THE READING ROOM: Richard Thompson Reflects on Fairport Convention, Songwriting, and More
The best music memoirs simply unfold the moments of an artist’s life, without fanfare and without a desire to get even with former bandmates or friends. The best memoirs reveal to us — and revel in — what the Romantic poet William Wordsworth called “spots of time,” those moments that stand out in our lives when we cast our glances back and that often define us.
Richard Thompson is no Romantic, though there are likely fans of Fairport Convention, the band that he helped form in the late 1960s, that would cast themselves as Romantics, looking to return to an idyllic and pastoral nature far from the dust of the city. Nevertheless, Thompson’s inviting new memoir, Beeswing: Losing My Way and Finding My Voice, 1967-1975 (Algonquin), offers us glimpses of spots of time during which Thompson discovers his passion for playing guitar and for writing and playing music and reflects on the years at the beginning of his career that shaped him and his outlook on music and, in some ways, life.
The opening chapter of Beeswing starts appropriately enough with an epigraph from John Cage: “I have nothing to say, I am saying it, and that is poetry as I need it.” Cage’s caginess conveys Thompson’s own tentativeness in offering up these reflections of these eight years when he moved from his early band days to the halcyon days of Fairport Convention to living in a rural community with his wife, Linda, and their children, raising chickens and growing vegetables. In his opening paragraph, Thompson wonders about the value of looking back, and also wonders whether he’ll be able to see through the fog of time to offer clear visions of the past. “This remotest room of my mind has been shut up for years, the windows shuttered, the furniture covered with dust sheets. Light hasn’t penetrated into some of these corners for years; in some cases it never has. If something is uncomfortable, I shove it in here and forget about it. When was the last time I dared look? I don’t want to remember, but now it is time to think back. The arrow is arcing through the air and speeding towards its appointed target.”

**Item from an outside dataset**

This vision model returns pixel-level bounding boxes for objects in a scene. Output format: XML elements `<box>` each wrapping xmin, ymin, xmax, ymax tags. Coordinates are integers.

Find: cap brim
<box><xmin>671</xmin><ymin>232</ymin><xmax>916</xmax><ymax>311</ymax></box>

In the spring of 1967, Thompson has just turned 18, and he’s finishing up school and has no desire to be cooped up in university or in a day-to-day job in any kind of institution. He has only one desire: “I only cared about the guitar.” When he was 11, his father brought home a damaged guitar and fixed it. Even though his father had ideas that he’d play the guitar and his sister “had designs on it,” Thompson “had other ideas. It was as if this sacred object was being pulled towards me by a giant magnet. This was my destiny, and no one else stood a chance.” Someone loaned him a guitar instruction manual, and soon enough he was taking some lessons and playing with some friends. At 18, he recalls, his path was, in many ways, set: “So much of my pleasure and self-esteem came from music and art, and I longed for a life where I could devote more time to them. I considered myself a reasonable electric guitarist — I wasn’t very original but I had quite a range of influences, and I longed to play more music. … I believed in a more abstract version of a benign universe; I thought everything would turn out fine.”

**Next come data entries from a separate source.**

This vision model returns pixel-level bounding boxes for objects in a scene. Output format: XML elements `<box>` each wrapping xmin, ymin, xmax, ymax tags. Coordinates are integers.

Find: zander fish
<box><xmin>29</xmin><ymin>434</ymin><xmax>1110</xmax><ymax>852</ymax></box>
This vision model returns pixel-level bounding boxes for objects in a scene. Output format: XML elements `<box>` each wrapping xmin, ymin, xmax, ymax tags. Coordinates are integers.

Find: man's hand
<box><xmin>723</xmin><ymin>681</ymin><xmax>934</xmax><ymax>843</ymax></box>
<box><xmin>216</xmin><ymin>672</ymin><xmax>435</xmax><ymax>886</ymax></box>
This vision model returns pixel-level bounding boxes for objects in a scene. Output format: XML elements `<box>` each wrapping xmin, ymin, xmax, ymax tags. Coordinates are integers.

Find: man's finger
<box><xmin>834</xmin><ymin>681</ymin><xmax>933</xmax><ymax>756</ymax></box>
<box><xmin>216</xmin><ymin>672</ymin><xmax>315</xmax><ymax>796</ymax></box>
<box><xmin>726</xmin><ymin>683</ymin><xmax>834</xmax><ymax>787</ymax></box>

In its early days, Thompson reflects, Fairport Convention “seemed to be swept along by the fates, with possibilities opening up where we turned.” When Sandy Denny joins the band in 1968 as the lead singer, the band sounds “a lot more accomplished and musically complete. The voice at the front of a band is a vital focus, carrying all of a song’s emotion, and if that voice is as strong and intriguing as Sandy’s, with such an ability to tell a story, it just lifts everything else.” As Fairport Convention begins to grow, so does the band’s conversations about the songs they’re writing and the folk songs they’re selecting for their set. “The singer is less important than the song. We were starting to connect to a lineage that was ancient, pagan and alive with the dreams of the dead.”

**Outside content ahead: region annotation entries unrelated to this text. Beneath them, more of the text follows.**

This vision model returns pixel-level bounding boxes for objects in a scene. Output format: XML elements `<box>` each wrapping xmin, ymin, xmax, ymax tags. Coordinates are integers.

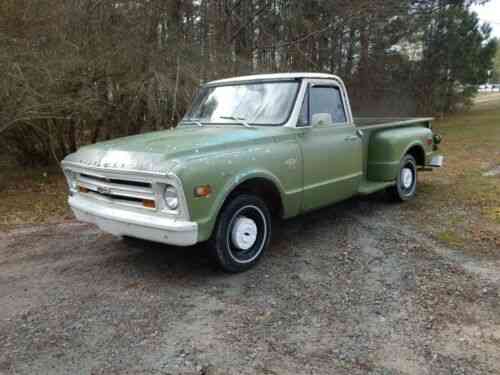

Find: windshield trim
<box><xmin>184</xmin><ymin>78</ymin><xmax>303</xmax><ymax>127</ymax></box>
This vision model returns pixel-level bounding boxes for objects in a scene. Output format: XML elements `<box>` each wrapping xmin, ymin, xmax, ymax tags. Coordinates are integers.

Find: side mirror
<box><xmin>311</xmin><ymin>113</ymin><xmax>333</xmax><ymax>126</ymax></box>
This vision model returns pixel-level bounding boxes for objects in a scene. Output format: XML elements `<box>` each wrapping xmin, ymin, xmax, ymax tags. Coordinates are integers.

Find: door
<box><xmin>298</xmin><ymin>80</ymin><xmax>363</xmax><ymax>210</ymax></box>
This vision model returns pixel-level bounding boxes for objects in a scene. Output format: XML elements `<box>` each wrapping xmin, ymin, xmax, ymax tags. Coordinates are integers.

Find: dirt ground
<box><xmin>0</xmin><ymin>194</ymin><xmax>500</xmax><ymax>375</ymax></box>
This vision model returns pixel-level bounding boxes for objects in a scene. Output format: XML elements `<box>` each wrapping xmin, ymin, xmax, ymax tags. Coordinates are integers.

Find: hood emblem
<box><xmin>97</xmin><ymin>186</ymin><xmax>111</xmax><ymax>194</ymax></box>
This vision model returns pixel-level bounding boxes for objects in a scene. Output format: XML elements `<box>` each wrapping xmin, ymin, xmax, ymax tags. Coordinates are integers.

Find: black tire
<box><xmin>388</xmin><ymin>155</ymin><xmax>417</xmax><ymax>202</ymax></box>
<box><xmin>209</xmin><ymin>194</ymin><xmax>272</xmax><ymax>273</ymax></box>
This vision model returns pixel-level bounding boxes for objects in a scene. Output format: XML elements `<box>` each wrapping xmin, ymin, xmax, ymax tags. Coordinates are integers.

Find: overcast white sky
<box><xmin>472</xmin><ymin>0</ymin><xmax>500</xmax><ymax>38</ymax></box>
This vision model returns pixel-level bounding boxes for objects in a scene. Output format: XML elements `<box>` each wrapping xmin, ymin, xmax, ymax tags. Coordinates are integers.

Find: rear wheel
<box><xmin>209</xmin><ymin>194</ymin><xmax>271</xmax><ymax>273</ymax></box>
<box><xmin>388</xmin><ymin>155</ymin><xmax>417</xmax><ymax>202</ymax></box>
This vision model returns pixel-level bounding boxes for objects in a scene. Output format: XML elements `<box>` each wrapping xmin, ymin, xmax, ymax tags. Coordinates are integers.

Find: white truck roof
<box><xmin>207</xmin><ymin>73</ymin><xmax>342</xmax><ymax>85</ymax></box>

As much as this is Thompson’s story of his days in Fairport Convention, though, it’s also a chance for him to reflect on songwriting and the power of music. Thompson and the band part ways in 1971, and he eventually moves to Suffolk, where he lives with his then-wife and musical partner Linda in a “thatched cottage of some antiquity near the village of Hoxne, at the end of a long, winding lane.” That life eventually shifts too, and he returns to London, and while there are fallow periods in his songwriting, he uses his own experience of writing the song “Beeswing” in 1994, 20 years later, to reflect on songwriting. “I think we write songs for pleasure, but also to understand ourselves and to decode life. I have written songs about the Second World War in an attempt to understand my parents’ generation and what they went through. … I’m also always trying to figure out why I am the way I am, and the forces that brought me to this point. ‘Beeswing’ reflects upon a generation of dropouts, willing dropouts, and the likes of Ted [a tramp who stopped by Thompson’s house every four or five months looking for manual work in exchange for food or money].”
Beeswing sparkles with luminescence, illuminating not only Thompson’s journey but also shining moments in the British music scene that we too often forget.